Internet of Medical Things (Iomt) in Clinical Instrumentation: Design, Integration, and Applications
Abstract
The foundation of medical IoT devices is the daily circumstances, technological advancements in the Internet of Things, artificial intelligence-based machine learning technology, and the demand for more advanced health care. Thus, IoMT activities revolve around gathering and processing patient data to support better health management and control, e.g. wearable devices to collect health data, send them to a cloud-based platform for communication, processing, an online interface for healthcare professionals to analyze and visualize the information. Recently, demand for a more advanced health care system, i.e. massive health data collection, advanced processing systems producing preventive alerts and offers for patients, have raised new research questions surrounding this technology. The motivation to better respond to these aspects lies in the complexity of the IoMT environments, which enables the presence of a huge number of devices, connections, and interactions, on a geographical scale that is often unknown or not controllable, e.g. by health care professionals, exposing to communication and processing that are often performed by unknown actors over unknown networks and geographically dispersed data storing, all in a context sensitive to human well-being .

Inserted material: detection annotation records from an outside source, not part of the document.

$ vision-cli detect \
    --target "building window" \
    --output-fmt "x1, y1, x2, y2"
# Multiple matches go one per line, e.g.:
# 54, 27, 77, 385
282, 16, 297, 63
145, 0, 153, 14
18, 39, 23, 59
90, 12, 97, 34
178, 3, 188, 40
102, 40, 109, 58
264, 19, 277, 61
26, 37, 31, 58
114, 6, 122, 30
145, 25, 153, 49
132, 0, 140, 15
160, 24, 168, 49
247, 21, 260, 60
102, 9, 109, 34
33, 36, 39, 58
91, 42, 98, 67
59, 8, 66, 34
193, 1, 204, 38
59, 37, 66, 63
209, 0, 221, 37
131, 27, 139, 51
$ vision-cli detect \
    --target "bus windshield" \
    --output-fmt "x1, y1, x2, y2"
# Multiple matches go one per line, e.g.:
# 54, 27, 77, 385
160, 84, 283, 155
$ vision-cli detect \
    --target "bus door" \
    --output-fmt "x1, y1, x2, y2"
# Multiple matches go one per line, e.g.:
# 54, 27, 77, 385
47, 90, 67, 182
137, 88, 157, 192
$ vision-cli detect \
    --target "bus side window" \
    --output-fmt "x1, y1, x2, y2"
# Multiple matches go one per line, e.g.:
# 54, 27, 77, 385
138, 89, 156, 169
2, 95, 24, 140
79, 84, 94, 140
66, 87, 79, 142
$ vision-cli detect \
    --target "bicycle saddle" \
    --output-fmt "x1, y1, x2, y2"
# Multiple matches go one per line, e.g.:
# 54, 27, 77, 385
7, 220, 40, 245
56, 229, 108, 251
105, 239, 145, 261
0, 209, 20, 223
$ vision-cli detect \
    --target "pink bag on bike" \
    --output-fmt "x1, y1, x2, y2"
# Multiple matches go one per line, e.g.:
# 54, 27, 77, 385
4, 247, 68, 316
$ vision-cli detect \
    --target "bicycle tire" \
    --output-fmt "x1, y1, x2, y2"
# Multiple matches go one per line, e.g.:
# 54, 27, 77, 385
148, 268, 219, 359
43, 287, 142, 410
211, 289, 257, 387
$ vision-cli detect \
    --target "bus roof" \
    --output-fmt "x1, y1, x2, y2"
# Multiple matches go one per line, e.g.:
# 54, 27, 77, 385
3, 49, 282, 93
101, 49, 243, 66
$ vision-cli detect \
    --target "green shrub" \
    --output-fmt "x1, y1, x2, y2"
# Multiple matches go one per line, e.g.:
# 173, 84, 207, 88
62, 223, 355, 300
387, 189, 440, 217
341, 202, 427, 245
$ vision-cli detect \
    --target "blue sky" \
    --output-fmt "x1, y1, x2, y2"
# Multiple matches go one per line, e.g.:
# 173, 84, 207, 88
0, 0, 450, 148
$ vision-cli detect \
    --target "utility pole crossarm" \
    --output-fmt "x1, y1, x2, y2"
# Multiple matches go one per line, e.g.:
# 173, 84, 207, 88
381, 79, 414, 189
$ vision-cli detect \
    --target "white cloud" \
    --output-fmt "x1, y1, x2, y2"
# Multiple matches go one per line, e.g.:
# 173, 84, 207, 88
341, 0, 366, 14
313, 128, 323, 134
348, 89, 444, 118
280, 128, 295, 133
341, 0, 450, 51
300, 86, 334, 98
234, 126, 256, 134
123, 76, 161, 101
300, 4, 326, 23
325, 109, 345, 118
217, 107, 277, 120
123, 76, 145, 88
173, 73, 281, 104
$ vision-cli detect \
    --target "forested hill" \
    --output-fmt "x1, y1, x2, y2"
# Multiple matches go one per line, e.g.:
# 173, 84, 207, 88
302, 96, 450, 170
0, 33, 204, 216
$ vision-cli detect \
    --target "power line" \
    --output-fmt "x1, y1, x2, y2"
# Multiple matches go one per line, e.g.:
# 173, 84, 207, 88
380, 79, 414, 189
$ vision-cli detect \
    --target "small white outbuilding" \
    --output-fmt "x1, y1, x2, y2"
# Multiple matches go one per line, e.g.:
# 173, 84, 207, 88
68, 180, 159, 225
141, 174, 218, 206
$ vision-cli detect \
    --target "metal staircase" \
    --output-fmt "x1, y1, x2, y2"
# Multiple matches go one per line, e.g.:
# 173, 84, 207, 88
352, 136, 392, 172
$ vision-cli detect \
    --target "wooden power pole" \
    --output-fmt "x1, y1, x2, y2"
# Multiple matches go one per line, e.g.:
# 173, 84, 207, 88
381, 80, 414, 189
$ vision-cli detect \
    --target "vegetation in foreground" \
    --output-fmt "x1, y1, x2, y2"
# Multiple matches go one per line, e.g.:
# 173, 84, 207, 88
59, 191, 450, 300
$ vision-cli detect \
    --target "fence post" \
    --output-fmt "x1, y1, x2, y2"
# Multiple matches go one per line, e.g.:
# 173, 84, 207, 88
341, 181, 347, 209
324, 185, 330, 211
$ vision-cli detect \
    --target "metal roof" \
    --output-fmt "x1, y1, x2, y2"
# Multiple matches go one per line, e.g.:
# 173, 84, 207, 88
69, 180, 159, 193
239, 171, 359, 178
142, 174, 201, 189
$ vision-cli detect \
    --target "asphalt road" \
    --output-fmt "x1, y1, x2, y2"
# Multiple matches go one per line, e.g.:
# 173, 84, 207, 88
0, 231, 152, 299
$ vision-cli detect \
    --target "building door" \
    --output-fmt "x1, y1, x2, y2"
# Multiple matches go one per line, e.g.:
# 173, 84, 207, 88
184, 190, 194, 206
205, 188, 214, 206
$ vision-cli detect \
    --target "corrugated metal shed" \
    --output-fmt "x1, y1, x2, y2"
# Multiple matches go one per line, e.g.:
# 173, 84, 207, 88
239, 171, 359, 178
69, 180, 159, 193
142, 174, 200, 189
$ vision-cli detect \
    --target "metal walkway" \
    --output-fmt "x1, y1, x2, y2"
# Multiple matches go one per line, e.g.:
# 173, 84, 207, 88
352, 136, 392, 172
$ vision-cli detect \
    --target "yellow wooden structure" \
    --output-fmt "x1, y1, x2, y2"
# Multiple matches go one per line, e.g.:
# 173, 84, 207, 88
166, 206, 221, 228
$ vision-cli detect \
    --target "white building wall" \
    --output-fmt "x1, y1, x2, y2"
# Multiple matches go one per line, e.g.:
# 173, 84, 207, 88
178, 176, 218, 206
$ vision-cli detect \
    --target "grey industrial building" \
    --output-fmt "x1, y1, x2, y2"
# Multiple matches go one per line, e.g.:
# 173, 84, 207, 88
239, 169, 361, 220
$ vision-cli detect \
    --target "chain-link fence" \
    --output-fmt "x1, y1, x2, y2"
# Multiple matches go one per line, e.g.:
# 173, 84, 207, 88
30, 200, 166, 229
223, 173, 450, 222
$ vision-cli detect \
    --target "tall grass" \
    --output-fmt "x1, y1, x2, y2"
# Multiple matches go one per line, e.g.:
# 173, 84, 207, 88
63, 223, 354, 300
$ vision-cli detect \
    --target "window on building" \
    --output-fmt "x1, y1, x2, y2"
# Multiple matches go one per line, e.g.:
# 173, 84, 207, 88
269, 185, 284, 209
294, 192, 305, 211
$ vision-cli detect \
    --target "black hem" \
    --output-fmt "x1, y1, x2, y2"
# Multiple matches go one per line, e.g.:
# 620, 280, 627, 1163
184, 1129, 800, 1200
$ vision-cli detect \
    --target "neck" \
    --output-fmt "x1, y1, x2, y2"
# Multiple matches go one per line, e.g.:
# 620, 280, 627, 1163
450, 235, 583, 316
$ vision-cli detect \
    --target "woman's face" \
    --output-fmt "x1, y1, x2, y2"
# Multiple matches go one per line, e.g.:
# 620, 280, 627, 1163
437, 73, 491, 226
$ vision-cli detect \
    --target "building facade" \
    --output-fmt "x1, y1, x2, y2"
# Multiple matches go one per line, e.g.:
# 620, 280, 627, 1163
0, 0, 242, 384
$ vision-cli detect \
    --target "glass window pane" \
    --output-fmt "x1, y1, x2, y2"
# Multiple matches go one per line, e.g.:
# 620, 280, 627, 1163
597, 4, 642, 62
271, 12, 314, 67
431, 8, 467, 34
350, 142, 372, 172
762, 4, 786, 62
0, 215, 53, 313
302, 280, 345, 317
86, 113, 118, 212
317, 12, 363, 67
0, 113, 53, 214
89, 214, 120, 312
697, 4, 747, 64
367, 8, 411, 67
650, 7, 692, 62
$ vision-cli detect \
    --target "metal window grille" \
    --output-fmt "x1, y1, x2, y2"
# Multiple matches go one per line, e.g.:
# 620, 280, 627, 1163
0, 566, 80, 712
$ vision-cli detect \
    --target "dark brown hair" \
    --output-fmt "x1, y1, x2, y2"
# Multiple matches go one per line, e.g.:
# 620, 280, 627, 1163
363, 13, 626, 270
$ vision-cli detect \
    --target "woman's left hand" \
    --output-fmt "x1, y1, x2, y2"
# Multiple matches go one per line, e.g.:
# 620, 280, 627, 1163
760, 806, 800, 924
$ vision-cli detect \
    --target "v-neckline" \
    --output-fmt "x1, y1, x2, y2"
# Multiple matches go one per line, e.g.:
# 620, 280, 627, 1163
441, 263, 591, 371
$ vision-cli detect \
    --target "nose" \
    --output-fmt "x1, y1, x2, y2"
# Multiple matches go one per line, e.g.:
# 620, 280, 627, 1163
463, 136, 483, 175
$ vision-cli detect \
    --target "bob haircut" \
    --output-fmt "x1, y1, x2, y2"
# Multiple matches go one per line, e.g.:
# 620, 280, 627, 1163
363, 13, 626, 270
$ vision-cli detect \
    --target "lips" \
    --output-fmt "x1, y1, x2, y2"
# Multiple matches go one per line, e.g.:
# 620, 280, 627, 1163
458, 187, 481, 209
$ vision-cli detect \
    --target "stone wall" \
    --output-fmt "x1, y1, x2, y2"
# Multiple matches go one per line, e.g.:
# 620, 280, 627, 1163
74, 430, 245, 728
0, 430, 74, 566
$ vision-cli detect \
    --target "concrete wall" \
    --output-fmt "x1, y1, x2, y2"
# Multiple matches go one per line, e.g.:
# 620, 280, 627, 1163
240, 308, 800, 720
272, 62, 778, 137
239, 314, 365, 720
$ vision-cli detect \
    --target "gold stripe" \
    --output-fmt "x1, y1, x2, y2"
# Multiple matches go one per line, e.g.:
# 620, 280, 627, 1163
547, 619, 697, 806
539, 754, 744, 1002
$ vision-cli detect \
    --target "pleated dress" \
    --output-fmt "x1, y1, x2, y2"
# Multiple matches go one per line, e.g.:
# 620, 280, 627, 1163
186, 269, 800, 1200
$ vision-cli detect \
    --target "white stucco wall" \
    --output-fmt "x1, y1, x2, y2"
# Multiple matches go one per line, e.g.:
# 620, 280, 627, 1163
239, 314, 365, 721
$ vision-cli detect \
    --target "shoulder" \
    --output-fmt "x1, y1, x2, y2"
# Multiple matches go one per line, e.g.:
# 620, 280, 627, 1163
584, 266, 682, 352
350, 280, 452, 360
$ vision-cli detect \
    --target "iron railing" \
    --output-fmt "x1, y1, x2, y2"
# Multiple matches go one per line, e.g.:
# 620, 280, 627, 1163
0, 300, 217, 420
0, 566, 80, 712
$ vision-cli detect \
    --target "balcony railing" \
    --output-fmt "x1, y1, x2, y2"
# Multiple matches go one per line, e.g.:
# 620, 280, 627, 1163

Given the increasing number of personal health monitoring devices connected to IoMT infrastructure and adding the energy constraint, as some devices cannot be plugged continuously to a power supply, experts and researchers are facing emergent problems, involving hardware and software debugging, pollution of medical data with excessive alerts (alarms) and missing diagnoses alerts by important events. Strategies for conducting continuous data reception and synchronization, as well as real-time alert/failure checking and feedback provision, are elaborated. At last, open issues and future research direction on medical IoT operations are discussed.